The United States Navy maintains strict fitness standards for all Navy personnel including new recruits in boot camp. The Navy officially measures fitness through the Navy Physical Readiness Test, which consists of a 1.5 mile timed run, curlups and pushups. There is also a swim competency test to ensure sailors know how to avoid drowning.
Running
Step 1
Improve your running by starting a routine. To be fit for boot camp, you should be able to run several miles.
Step 2
Start your first day of the routine by running one to two miles at a solid pace, nonstop. Continue on alternating days of the week. On your days off from running, cross-train by swimming, bicycling or doing other aerobic activities. Take off a day or two on the weekend as needed.
Step 3
Step up your mileage in the next few weeks, increasing distance by one or two miles each week.
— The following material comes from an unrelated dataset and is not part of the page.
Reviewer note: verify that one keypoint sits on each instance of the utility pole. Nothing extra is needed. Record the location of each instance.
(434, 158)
The distance will come naturally as you build strength. By the time you've reached distances of four to five miles, you can begin varying your workouts.
Step 4
Alternate sprints and interval pace running with your distance running. This will increase your overall running strength, as well as your cardiovascular endurance.
Curlups
Step 1
Improve your curlups through repetition. Curlups are similar to situps, but require your arms be crossed in front of your chest with your palms across your shoulders. One rep of a curlup is raising your back off the floor, touching your elbows to your knees, then lowering your back to the floor again.
Step 2
Build up your abs by keeping up a constant stream of daily curlups. Do several sets a day of your maximum repetition amount, though be careful not to strain your muscles.
Step 3
Pace yourself. It's easy to tire your abs and back muscles by going too fast. Curling up at a slower pace will actually give you a stronger workout, and also allow you time to breathe.
Step 4
Fall back down. Do not fight gravity on your way back down from a curlup, as this will strain your back muscles and tire you out prematurely. Allow gravity to take you back down to the floor once you've reached your knees.
Pushups
Step 1
Create a daily routine like you did for curlups and running. Incorporate this routine into your other exercise routines, and use pushups as a workout when your other muscles are recovering from a set.
Step 2
Do several sets of pushups, consisting of your maximum number of repetitions. You should reach 100 to 200 pushups daily before going to boot camp.
Step 3
Vary your pushup styles. The standard military pushup demands that your arms be shoulder-width apart. However, if you set your arms wider than your shoulders, you will work more of your chest muscles. Setting your arms closer to core will work more of your triceps. You may also want to attempt single-arm pushups. While you may not be tested on any of these alternate forms, they will make you stronger.
Swimming
Step 1
Learn to swim if you don't know already. As a sailor, you will need to be familiar with open water and know how to survive in it. Sign up for swim lessons at your local community pool, YMCA or gym.
Step 2
Build a swimming regimen similar to your running schedule. Between running days, take your cardiovascular workouts to the pool.
Step 3
Swim for endurance on some days and swim for speed and sprinting on others. Varying your swimming patterns will make you a stronger swimmer over time.
Step 4
Learn how to tread water, and swim up to 500 meters. These skills could help save your life if you ever find yourself overboard, in the open ocean.